Wednesday, 5 August 2009

Close ups of inside the Triang House

I realised that the photos I posted of my earliest dollshouse are not very close up. They were taken over 25 years ago with a very simple camera and were the closest I could get without blurring the images. Now that I have a rather better, digital camera, I have tried experimenting with taking close up photos of some of the furniture in situ, though the photos still aren't great but do give some idea.

Bedroom with beds over quilted!

You will see from these photos that the layout of the bedroom has changed a bit. In the earlier photos, there were plenty of little inhabitants of the house, and they all needed beds.

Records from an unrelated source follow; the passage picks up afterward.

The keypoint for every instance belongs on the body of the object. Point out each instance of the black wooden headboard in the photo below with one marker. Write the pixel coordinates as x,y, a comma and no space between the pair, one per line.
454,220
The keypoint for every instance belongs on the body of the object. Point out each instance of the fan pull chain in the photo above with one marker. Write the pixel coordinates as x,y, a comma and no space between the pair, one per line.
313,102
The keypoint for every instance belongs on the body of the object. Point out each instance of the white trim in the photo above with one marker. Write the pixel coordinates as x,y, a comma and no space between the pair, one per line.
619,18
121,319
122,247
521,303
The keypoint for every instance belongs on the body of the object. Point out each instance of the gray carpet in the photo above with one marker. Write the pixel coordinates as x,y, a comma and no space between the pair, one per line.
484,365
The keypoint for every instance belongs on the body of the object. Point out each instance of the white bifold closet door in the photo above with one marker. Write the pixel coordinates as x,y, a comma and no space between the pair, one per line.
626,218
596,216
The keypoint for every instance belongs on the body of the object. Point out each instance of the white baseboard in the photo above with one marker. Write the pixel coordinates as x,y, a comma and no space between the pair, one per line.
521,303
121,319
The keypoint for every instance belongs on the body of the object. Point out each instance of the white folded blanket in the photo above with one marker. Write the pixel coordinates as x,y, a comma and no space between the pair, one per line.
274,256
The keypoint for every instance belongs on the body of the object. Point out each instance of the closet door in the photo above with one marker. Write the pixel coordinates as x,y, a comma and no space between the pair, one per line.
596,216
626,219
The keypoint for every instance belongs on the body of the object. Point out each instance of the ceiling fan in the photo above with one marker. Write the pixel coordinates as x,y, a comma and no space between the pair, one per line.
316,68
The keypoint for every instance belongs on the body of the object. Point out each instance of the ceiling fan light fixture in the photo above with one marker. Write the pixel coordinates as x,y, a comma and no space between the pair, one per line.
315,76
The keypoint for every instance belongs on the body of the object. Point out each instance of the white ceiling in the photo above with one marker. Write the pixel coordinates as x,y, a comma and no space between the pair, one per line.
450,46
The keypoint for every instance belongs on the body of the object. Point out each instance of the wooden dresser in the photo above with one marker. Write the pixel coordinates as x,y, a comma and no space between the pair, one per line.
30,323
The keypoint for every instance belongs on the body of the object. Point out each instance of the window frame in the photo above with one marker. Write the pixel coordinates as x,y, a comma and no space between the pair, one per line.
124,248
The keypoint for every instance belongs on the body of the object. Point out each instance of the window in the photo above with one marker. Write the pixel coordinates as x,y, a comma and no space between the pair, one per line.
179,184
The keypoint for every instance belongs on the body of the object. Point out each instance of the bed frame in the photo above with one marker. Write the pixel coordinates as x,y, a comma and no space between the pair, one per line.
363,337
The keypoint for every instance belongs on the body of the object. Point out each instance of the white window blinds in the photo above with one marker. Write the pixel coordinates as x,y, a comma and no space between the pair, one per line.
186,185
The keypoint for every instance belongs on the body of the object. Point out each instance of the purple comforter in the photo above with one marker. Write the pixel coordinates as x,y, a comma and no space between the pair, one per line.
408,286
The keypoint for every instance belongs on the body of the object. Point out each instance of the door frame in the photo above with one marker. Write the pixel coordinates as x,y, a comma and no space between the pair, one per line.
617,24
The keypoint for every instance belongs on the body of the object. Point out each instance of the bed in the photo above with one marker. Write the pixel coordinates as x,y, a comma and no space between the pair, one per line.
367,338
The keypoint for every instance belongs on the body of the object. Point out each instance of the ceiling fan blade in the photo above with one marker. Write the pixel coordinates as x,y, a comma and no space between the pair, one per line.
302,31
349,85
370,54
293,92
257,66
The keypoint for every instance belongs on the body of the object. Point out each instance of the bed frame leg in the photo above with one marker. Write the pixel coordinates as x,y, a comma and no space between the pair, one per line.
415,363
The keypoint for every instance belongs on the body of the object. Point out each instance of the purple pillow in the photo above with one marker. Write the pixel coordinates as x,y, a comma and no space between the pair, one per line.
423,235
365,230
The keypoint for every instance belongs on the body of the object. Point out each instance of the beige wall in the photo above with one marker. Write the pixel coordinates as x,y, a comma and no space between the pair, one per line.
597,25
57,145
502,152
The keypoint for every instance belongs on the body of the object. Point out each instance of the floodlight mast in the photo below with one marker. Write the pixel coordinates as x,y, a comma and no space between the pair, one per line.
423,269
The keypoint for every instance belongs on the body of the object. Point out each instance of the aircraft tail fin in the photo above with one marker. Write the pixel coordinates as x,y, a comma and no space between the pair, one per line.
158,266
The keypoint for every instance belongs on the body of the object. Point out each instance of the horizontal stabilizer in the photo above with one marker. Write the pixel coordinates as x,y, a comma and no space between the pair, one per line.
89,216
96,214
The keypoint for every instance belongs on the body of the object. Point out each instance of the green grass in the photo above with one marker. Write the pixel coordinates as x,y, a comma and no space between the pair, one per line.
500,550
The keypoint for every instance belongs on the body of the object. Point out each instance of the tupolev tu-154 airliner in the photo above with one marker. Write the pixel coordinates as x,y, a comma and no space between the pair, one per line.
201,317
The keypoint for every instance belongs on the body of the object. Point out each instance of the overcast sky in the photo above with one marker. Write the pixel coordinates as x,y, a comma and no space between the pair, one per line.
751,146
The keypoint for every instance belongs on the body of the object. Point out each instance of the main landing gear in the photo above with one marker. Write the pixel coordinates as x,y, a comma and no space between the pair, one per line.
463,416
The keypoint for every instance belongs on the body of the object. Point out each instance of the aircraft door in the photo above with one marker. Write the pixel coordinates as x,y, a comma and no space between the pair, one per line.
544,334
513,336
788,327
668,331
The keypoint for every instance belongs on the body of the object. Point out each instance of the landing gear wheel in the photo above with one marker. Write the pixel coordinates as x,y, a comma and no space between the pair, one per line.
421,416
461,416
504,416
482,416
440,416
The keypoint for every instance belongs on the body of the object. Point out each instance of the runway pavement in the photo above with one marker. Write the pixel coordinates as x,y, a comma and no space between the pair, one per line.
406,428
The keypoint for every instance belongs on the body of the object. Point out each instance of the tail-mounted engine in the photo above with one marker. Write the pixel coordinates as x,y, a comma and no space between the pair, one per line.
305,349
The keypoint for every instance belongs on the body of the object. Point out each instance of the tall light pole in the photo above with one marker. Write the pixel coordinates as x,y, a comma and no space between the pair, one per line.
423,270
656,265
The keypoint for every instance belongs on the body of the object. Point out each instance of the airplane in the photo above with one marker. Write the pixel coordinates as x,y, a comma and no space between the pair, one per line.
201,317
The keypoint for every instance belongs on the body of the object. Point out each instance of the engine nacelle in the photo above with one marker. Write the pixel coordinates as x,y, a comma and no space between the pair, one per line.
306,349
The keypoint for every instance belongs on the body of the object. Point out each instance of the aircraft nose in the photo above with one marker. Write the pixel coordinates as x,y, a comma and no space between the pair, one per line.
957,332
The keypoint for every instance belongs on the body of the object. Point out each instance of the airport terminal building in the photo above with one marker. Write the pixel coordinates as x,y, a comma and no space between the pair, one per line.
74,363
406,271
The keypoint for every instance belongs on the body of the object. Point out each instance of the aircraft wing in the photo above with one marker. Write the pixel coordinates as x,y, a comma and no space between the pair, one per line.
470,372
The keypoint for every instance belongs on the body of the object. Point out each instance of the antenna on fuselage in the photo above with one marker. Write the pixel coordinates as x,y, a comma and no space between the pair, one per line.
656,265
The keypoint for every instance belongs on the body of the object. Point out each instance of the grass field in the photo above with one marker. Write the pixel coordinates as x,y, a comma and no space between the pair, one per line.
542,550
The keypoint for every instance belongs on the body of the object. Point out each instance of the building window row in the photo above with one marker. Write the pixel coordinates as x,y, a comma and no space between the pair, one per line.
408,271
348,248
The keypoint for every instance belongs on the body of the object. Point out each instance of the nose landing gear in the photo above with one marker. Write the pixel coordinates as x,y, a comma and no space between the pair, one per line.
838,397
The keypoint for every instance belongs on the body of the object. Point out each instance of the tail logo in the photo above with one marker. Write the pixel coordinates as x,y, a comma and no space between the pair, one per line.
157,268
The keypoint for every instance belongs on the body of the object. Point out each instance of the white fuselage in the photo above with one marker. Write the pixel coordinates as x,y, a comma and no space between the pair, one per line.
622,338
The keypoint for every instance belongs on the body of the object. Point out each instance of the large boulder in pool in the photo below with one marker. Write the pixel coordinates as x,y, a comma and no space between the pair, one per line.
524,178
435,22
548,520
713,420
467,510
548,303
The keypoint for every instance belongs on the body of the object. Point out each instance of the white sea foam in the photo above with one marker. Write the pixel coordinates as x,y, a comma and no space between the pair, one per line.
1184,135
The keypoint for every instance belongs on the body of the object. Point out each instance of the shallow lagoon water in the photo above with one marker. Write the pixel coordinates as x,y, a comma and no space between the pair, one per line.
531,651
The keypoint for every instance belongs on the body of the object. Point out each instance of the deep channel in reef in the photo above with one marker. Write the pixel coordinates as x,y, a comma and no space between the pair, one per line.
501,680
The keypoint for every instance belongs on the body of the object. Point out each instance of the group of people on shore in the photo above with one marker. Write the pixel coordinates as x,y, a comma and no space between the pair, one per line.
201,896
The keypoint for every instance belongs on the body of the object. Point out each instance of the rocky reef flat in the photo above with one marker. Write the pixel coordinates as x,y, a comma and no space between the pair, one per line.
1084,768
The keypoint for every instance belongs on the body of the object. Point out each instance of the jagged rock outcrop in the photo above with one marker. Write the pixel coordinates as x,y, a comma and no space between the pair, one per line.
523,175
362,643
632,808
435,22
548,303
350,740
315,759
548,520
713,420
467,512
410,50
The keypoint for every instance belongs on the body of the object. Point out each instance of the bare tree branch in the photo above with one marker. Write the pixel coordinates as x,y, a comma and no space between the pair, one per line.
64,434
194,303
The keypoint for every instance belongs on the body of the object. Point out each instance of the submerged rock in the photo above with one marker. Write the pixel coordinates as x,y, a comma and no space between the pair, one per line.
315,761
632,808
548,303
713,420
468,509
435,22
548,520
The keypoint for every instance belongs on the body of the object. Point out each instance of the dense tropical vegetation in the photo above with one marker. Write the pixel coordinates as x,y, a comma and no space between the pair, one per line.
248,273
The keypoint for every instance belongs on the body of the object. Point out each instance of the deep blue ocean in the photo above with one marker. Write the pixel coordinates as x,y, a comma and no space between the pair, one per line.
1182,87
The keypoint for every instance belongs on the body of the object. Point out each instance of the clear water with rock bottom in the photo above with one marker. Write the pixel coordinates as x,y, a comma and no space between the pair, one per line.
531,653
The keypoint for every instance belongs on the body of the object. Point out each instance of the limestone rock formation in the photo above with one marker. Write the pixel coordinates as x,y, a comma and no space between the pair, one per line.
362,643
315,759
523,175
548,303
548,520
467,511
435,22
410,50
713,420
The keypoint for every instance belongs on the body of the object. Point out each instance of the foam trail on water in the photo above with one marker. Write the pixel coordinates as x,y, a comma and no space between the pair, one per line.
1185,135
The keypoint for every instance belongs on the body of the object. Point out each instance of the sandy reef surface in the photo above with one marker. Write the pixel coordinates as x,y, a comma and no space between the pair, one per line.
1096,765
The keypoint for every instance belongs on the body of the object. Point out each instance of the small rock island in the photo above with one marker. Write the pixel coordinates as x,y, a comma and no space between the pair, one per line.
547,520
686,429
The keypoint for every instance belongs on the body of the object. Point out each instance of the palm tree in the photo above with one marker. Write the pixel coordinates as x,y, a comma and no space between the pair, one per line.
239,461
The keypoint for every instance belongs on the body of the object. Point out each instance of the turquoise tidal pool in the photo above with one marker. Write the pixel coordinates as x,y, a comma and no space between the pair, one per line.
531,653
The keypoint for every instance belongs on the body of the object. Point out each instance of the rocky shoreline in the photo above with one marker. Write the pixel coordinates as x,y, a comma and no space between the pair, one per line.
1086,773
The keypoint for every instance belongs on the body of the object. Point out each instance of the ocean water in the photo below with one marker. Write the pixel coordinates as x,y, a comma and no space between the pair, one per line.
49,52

The Triang house is very cramped (it was one of my earliest desires to enlarge it, I dreamed of a staircase) and for a family this size, bunk beds were necessary. The earlier photo has reminded me that I actually made a simple bunk out of pieces of wood in my father's garage (where the house had been reassembled by my grandfather some years before), and I now realise why the two remaining beds have so many quilts - because I made quilts for all 3 bunk levels of the rather chunky bed which no longer survives.

In the bedroom, the two beds and the bureau came with the house when my grandparents brought it over, I assume they were the furniture that my mother owned. I adored the bureau as it is lined with red inside the top for the writing desk, and the drawers really come out and in. My sister once found a tiny white feather and we poked this in a bead for the inkstand, to fit the writing desk. The beds and bureau are nicely made of plywood. I bought the wardrobe in an antique shop in Bath during a visit to England in 1985, along with the little bedside table. The jug and bowl were made by fay of Cape Town, there is a similar green one in the sitting room. These items delighted me as a child. Also upstairs is the ancient lead bath, which as you will see from the photos is very scratched, revealing the lead.


The detail of the bath also made it special
to me despite the fact that lead isn't a safe material for a plaything.

In the sitting room are the original chairs that came with the house (re-covered by me), along with the fireplace and coal scuttle, which are made of metal (cast iron I think). These are truly lovely and detailed and I am so relieved we didn't lose them when we were small (though I notice the central bar of the fireplace is broken off), like we did the black plastic (but very elegant) grand piano that my grandparents brought over with a little lamp when the house was rebuilt. They also brought a family of 4 dolls, sadly long since lost. I subsequently bought lots of little plastic baby dolls with sweet faces and moving limbs from the local shop, I've still got these, but they are currently in storage, so I can't photograph them.

The fireplace and coal scuttle - if you can help identify the maker
of these, I'd be very pleased.

The red piano is the treasured replacement for the plastic grand, as my mother visited England without us in 1981 and brought back a collection of items for the dollshouse, including the new standard lamp and the wonderful piano with a lift up lid and smart little stool. The grandfather clock is actually a pencil sharpener cover, but is nicely to scale for this house and seemed to fit the other furniture in this room.

The red piano with the yellow plastic telephone,
and the green jug and bowl by fay.

2 comments:

Rebecca said...

I love the chairs!
Are there any marks on the fireplace and coal scuttle? Some manufacturers stamped initials on their goods, which can help identify them.

DollMum said...

no markings unfortunately, I had looked before but have looked again to double check.